Michael Brenner, Israel: Traum und Wirklichkeit des jüdischen Staates, C.H.Beck Verlag 2016, 288 S., Euro 24,95, Bestellen?
LESEPROBE

Die Rezension erschien zuerst in: JUDAICA. Beiträge zum Verstehen des Judentums. Heft 3, 72. Jg. Zürich: September 2016, S. 439f.

1 Kommentar

  1. Die Tatsache, dass ein so kleiner Fleck wie der israelische Staat so viel Hass und negative Projektionen auf sich zieht ist für mich eine Art Lehre (im Sinne von Messwerkzeug) über die Irrationalität von viel zu vielen Menschen.

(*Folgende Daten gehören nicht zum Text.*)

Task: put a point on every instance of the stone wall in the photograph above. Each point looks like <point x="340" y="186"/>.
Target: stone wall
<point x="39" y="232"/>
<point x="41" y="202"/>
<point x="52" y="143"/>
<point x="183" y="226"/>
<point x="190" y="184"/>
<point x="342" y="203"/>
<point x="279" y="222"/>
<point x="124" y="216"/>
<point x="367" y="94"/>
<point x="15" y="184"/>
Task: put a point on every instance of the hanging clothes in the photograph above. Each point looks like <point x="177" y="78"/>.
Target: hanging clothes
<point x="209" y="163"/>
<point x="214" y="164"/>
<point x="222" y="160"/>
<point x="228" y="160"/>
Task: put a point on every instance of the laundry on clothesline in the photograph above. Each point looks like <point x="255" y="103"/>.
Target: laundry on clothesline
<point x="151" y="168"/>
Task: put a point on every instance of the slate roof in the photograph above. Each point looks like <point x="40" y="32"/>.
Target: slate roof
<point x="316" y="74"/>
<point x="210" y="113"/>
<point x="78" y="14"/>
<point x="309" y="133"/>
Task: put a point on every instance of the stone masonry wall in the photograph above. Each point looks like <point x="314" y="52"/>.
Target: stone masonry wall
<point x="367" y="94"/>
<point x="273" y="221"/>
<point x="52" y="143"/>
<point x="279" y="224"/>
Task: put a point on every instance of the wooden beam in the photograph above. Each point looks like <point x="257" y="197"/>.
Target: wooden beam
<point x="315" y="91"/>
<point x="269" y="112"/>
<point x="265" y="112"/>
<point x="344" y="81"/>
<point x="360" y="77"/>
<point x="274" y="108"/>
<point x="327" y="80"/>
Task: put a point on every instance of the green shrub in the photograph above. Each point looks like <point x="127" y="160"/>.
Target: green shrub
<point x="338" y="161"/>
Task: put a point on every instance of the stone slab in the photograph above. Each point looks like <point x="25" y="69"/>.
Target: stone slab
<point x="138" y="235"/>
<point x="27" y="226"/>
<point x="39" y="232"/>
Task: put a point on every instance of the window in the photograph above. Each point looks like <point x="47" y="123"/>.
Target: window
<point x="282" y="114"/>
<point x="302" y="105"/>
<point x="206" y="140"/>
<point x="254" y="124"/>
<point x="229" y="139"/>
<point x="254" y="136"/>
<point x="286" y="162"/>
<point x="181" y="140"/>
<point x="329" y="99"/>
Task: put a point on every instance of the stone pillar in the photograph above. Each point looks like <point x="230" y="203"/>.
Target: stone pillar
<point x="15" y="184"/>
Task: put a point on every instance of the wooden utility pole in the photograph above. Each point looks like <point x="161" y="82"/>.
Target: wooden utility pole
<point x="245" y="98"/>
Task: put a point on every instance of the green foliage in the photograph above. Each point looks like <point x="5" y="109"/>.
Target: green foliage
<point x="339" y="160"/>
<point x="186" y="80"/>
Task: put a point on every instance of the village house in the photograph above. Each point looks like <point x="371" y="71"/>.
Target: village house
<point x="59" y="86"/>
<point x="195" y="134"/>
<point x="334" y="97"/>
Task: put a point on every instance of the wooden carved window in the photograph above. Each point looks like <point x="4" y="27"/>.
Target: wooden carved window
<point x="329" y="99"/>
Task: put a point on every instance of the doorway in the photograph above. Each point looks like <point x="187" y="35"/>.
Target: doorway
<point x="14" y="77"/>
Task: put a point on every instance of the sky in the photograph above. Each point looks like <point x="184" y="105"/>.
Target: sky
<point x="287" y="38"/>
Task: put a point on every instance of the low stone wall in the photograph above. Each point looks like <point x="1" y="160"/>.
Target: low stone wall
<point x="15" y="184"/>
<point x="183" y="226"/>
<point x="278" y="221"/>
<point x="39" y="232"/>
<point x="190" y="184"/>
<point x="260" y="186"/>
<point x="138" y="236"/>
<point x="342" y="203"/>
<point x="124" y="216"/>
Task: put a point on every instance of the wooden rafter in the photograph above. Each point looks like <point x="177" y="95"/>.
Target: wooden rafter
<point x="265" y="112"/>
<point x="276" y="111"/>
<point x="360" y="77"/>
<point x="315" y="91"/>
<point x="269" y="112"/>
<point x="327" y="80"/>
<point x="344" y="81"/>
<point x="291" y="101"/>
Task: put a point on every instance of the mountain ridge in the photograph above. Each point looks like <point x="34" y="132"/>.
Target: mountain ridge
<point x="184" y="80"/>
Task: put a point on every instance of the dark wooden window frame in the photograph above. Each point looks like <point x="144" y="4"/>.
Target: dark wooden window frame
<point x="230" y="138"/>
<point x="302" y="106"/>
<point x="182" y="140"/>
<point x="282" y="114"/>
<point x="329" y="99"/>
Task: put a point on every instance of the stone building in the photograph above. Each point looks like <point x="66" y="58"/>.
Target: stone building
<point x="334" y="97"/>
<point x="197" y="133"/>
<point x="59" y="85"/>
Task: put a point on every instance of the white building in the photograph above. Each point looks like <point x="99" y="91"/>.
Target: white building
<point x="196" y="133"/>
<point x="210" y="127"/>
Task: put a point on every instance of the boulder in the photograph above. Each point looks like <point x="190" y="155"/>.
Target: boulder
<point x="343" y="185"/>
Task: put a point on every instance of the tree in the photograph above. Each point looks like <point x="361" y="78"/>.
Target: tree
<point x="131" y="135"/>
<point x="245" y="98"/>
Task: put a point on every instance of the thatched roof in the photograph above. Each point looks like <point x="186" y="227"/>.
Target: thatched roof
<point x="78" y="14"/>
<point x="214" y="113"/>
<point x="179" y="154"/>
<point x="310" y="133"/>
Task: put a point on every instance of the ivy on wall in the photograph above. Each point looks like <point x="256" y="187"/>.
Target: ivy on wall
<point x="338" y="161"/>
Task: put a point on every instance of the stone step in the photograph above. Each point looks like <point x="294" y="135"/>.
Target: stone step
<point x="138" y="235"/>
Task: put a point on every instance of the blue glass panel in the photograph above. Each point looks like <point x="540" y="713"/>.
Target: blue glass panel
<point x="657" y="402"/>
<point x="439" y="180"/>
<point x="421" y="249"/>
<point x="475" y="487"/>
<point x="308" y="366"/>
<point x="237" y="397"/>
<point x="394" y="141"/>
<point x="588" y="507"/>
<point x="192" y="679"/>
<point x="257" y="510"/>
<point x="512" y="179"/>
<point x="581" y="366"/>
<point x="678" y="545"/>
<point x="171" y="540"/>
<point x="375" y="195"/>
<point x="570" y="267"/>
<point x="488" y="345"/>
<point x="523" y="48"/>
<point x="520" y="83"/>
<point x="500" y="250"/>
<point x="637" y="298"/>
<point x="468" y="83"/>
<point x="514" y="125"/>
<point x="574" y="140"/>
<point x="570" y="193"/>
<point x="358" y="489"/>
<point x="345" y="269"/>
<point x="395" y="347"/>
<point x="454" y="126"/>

Dummheit, Ressentiments, Fanatismus und eine besonders intolerante Religion wie der Islam sind die Hauptursachen dieser destruktiven Sichtweisen.

    Fazit: Die Ursache liegt nicht in Fehlern und Unvollkommenheiten Israels. Ansonsten müssten ausnahmslos alle Staaten dieses Planeten dieselben Probleme haben.